Whilst we're wrapped up in the construction of Crush's Coaster at Walt Disney Studios, another undersea adventure is beginning... 13 years late. The Little Mermaid Under the Sea Adventure, one of Euro Disney's fabled "lost attractions" finally gets thrust into the spotlight this Autumn, as Walt Disney Imagineering give an unprecedented look at the attraction-that-never-was on the new The Little Mermaid 2-Disc DVD.,
Usually, unless you’re still a toddler, the “Games & Activities” section of Disney DVDs is the weakest of them all, but this time Disney have tried something completely different. They’ve taken the “Virtual Safari” idea from The Lion King’s DVDs and transferred the concept to a real Disney theme park attraction… almost. See, the attraction featured never actually made it off the drawing board, which makes this all the more interesting. Better still, this attraction was supposed to originally find its home in Paris, before then being transferred to other resorts if successful. Alas, like Discovery Mountain, the Indiana Jones Jungle Adventure, Splash Mountain, Toon Town and the Beauty and the Beast animatronic show, this expensive attraction was cancelled as soon as Euro Disney hit financial trouble.

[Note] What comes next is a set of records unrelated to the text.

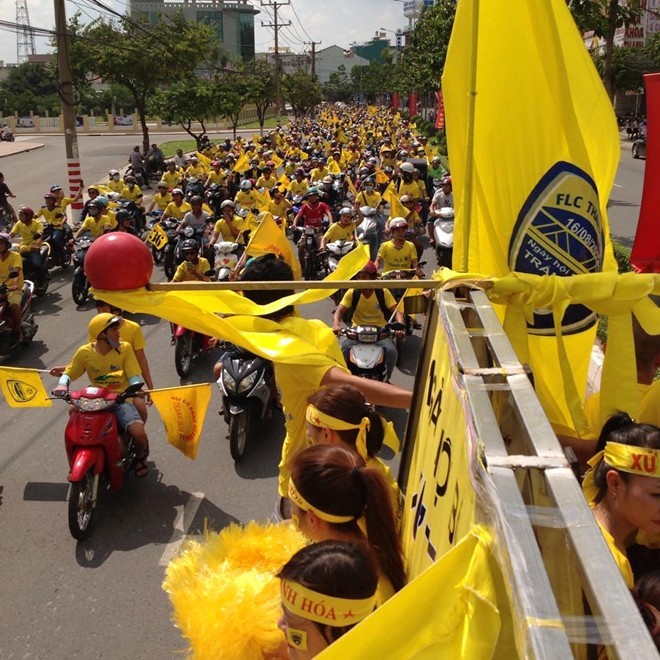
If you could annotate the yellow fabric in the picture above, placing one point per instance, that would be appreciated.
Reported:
(397, 258)
(112, 370)
(455, 610)
(302, 503)
(183, 410)
(518, 200)
(329, 610)
(268, 238)
(23, 388)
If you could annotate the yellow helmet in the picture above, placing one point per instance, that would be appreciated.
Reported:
(100, 323)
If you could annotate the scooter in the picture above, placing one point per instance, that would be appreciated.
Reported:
(95, 450)
(227, 255)
(247, 399)
(8, 339)
(188, 344)
(443, 235)
(80, 283)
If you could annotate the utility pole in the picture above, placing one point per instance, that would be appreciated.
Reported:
(313, 44)
(277, 26)
(68, 102)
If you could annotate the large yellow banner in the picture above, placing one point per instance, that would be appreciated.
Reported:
(534, 148)
(440, 499)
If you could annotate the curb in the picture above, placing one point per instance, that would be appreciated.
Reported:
(23, 150)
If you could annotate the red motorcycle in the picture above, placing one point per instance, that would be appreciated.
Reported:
(188, 344)
(95, 450)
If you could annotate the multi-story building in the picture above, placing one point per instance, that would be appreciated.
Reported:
(232, 20)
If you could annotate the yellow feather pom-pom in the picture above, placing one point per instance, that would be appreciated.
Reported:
(225, 597)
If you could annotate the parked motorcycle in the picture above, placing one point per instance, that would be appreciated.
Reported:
(247, 399)
(8, 339)
(95, 450)
(80, 283)
(443, 235)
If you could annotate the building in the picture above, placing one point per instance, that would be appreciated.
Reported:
(232, 20)
(331, 58)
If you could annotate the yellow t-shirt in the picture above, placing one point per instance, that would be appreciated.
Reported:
(112, 370)
(368, 311)
(337, 233)
(184, 273)
(27, 232)
(95, 227)
(299, 188)
(397, 258)
(177, 212)
(297, 383)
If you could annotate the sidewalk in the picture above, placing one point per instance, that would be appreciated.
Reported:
(11, 148)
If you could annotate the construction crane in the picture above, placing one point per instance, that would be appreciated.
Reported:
(24, 35)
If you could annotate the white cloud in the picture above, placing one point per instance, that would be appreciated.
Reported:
(339, 22)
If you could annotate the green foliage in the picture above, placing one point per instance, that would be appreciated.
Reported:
(302, 91)
(139, 56)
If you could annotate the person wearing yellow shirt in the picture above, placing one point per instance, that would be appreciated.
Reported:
(161, 199)
(300, 185)
(178, 207)
(342, 230)
(172, 176)
(111, 363)
(11, 263)
(193, 267)
(397, 253)
(115, 182)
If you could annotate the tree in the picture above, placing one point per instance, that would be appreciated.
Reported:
(302, 91)
(185, 102)
(140, 56)
(604, 17)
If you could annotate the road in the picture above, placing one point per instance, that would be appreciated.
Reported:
(102, 598)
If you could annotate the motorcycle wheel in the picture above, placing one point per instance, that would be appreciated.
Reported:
(79, 289)
(238, 435)
(158, 255)
(81, 509)
(183, 355)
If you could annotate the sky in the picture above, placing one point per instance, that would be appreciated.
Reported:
(339, 22)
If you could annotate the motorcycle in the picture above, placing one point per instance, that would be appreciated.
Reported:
(188, 344)
(80, 283)
(443, 234)
(8, 339)
(95, 450)
(247, 399)
(227, 255)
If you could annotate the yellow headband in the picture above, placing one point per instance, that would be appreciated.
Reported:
(627, 458)
(302, 503)
(328, 610)
(317, 418)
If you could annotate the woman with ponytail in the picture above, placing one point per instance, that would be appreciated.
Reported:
(336, 497)
(341, 416)
(623, 487)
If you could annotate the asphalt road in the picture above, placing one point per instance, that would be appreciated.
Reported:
(102, 598)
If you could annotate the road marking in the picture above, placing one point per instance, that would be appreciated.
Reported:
(183, 520)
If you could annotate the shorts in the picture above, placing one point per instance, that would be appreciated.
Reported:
(127, 414)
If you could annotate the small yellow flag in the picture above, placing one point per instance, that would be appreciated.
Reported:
(183, 410)
(23, 388)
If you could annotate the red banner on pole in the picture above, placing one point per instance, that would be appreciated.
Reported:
(440, 113)
(645, 256)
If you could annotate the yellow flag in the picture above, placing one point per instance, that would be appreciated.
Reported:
(242, 164)
(533, 201)
(23, 388)
(183, 410)
(455, 610)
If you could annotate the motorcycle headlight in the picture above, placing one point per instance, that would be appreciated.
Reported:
(228, 381)
(92, 405)
(247, 383)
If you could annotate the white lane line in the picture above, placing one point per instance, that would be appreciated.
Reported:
(183, 520)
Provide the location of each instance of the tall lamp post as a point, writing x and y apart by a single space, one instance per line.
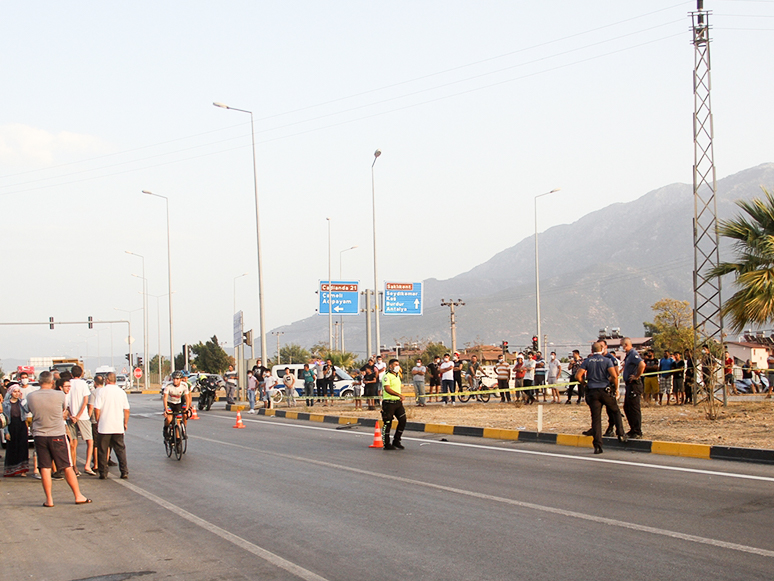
131 354
341 318
377 153
261 320
537 273
169 281
330 283
144 317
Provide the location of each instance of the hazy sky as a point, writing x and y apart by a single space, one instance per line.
476 106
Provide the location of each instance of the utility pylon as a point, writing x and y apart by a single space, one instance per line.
453 317
707 303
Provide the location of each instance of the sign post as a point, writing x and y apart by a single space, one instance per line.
403 298
341 299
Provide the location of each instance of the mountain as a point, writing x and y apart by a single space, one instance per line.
604 270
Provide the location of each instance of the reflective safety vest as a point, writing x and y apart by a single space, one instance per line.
394 382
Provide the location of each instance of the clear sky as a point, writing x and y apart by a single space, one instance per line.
476 106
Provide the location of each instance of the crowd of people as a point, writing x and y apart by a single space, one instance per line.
58 411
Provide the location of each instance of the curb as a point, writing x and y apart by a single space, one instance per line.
705 451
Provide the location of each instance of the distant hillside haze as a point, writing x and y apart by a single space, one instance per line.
604 270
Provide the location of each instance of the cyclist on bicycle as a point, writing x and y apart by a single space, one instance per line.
176 399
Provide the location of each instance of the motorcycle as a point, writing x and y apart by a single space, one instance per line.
207 388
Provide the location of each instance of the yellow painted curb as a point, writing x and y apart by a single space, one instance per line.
501 434
676 449
574 440
439 428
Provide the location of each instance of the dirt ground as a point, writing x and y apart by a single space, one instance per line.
745 424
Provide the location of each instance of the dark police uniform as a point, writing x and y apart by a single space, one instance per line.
633 392
597 395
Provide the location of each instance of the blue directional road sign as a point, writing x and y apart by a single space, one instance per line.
343 297
403 298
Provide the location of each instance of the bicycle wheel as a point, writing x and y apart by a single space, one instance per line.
177 444
168 446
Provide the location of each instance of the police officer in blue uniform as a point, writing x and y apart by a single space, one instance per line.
634 367
598 372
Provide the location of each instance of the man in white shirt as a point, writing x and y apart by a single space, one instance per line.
78 407
418 373
447 378
111 407
529 378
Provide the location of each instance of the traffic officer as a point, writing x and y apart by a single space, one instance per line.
392 406
634 367
598 372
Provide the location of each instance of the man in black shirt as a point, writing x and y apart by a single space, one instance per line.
369 382
598 372
434 373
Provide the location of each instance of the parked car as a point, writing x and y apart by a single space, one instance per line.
123 381
342 386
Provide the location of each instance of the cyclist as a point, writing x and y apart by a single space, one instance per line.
176 399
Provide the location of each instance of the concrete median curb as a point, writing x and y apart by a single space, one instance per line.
755 455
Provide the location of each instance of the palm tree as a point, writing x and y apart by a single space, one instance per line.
753 236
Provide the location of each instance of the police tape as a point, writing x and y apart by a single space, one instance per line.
471 393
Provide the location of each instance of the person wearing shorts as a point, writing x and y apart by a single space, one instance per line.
48 430
433 370
369 382
650 383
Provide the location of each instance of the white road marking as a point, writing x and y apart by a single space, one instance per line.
531 452
511 502
272 558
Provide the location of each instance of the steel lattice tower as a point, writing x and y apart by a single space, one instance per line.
707 303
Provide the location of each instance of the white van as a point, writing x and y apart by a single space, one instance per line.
342 386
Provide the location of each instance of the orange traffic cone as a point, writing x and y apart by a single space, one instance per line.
239 423
378 442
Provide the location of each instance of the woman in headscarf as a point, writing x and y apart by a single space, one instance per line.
17 457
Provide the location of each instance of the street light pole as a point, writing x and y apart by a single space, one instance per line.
537 273
169 280
341 318
330 306
377 153
262 322
144 317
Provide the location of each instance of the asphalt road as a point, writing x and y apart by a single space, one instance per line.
287 500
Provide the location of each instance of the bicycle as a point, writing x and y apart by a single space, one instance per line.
482 397
176 440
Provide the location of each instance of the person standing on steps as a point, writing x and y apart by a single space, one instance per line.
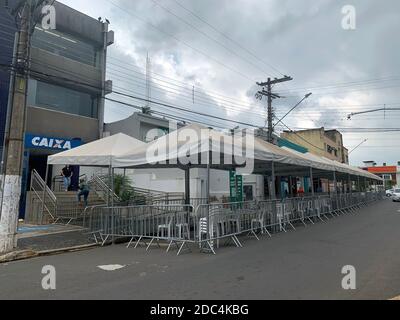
83 191
67 174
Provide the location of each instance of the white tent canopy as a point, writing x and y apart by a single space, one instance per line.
98 153
123 151
323 162
196 139
193 140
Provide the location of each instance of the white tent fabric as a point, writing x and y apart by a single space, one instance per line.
337 166
123 151
97 153
196 139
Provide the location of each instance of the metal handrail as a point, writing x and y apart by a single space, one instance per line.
42 192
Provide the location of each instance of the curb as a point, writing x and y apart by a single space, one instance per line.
18 255
29 254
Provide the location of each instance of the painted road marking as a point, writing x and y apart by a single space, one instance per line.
111 267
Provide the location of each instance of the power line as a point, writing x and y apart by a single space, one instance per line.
227 37
208 36
181 41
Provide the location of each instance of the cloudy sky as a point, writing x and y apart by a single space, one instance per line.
208 55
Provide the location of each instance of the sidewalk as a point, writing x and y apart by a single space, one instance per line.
36 241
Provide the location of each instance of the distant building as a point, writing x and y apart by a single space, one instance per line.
391 174
321 142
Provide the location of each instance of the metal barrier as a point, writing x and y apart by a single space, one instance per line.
154 223
219 221
207 225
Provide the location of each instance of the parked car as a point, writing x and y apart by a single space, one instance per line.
396 195
389 192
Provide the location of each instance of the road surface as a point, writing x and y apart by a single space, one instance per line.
303 264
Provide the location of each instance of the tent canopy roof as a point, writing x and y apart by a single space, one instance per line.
123 151
192 138
97 153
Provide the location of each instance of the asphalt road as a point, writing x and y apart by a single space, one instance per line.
305 264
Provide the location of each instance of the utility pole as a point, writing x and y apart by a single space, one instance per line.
267 92
15 142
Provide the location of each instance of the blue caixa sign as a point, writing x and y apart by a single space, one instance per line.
33 141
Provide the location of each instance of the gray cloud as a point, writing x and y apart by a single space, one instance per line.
301 38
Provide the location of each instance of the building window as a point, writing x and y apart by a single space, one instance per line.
61 99
65 45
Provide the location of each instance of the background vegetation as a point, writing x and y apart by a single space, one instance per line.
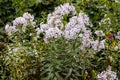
35 67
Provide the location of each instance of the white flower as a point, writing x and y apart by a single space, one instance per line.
118 35
101 45
44 27
65 9
10 29
99 33
95 45
86 42
20 20
107 75
28 16
52 33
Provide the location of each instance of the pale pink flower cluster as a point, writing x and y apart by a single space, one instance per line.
75 28
99 33
54 21
65 9
23 21
118 35
107 75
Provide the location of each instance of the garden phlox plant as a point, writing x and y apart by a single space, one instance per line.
63 23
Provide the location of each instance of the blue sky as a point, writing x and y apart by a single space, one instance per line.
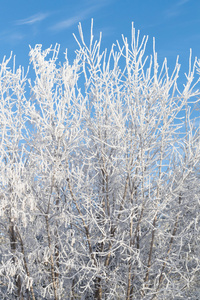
174 23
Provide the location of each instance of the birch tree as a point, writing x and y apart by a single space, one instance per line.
99 175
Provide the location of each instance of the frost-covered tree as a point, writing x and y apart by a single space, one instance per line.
99 177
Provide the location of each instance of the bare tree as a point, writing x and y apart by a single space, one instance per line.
99 176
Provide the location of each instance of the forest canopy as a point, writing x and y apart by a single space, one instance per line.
99 175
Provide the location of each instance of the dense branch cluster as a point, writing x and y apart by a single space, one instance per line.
99 176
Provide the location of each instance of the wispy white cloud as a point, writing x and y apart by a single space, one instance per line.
67 23
32 19
11 37
80 16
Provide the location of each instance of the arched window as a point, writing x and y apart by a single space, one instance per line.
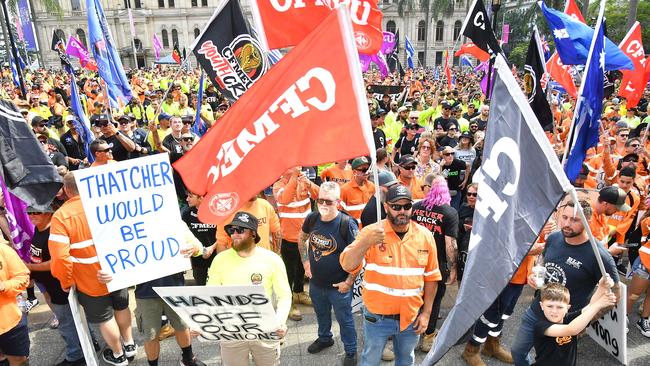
165 38
440 27
422 30
175 37
82 36
457 27
391 27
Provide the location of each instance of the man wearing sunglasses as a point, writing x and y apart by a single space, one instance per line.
401 276
246 263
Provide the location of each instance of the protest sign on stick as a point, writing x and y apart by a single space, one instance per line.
224 313
133 215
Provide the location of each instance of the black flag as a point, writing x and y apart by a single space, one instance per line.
229 53
520 184
477 28
535 81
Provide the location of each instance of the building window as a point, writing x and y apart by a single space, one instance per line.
440 27
165 38
391 27
457 27
422 30
81 34
175 37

Before this Autumn, the closest look we’ve had at the atraction was a quick glance at concept models during the Euro Disney Grand Opening TV special, the “F-File” articles at DLP.info or the attraction’s showbuilding on Euro Disneyland’s grand opening map (seen above). Luckily, then, Disney have dug through the archives to put together one of their most eagerly anticipated DVD extras – a full, CGI ride-through of “the attraction that never was”, running 4 minutes 15 seconds. But that’s not all – the DVD also includes the option to exprience the ride-through in a split-screen version, with an Imagineer (no less than Euro Disney legend Tony Baxter himself) riding alongside, describing details and showing concept art. Finally, a featurette running 5 minutes 53 seconds features Imagineer interviews and discussion about the attraction.
In design, the ride is not all that different from the very popular Peter Pan’s Flight. It feels very much like a real Disney park ride (complete with English and Spanish announcements after departing the queue area), though there are a few obvious differences: you don’t get to pick what you look at, but it moves slow enough to allow you to appreciate every detail (something that’s definitely not true of most of the brisk Fantasyland attractions). Also, there is no FastPass, but amazingly enough, there is no line whatsoever.
The commentary — another neat, unique touch — is provided by Tony Baxter, senior vice president at Disney Imagineering, who explains the thought that goes into designing a ride like this, from different effects to making sure that guests’ eyes are able to adjust to the dark setting. Concluding this sub-section is “Behind The Ride That Almost Was with Disney Imagineers” (5:53), a featurette which puts it all into context. Here, lots of informed interview subjects explain traits of the ride (which was put on hold in 1992) including the little touches that normally don’t get appreciated after your vehicle comes to a stop.
The “Platinum Edition” DVD will be released in the UK on the 4th November, Netherlands on 18th October and Germany on 2nd November, but is already available in France and the US, where it sold a staggering 4 million copies in its first week.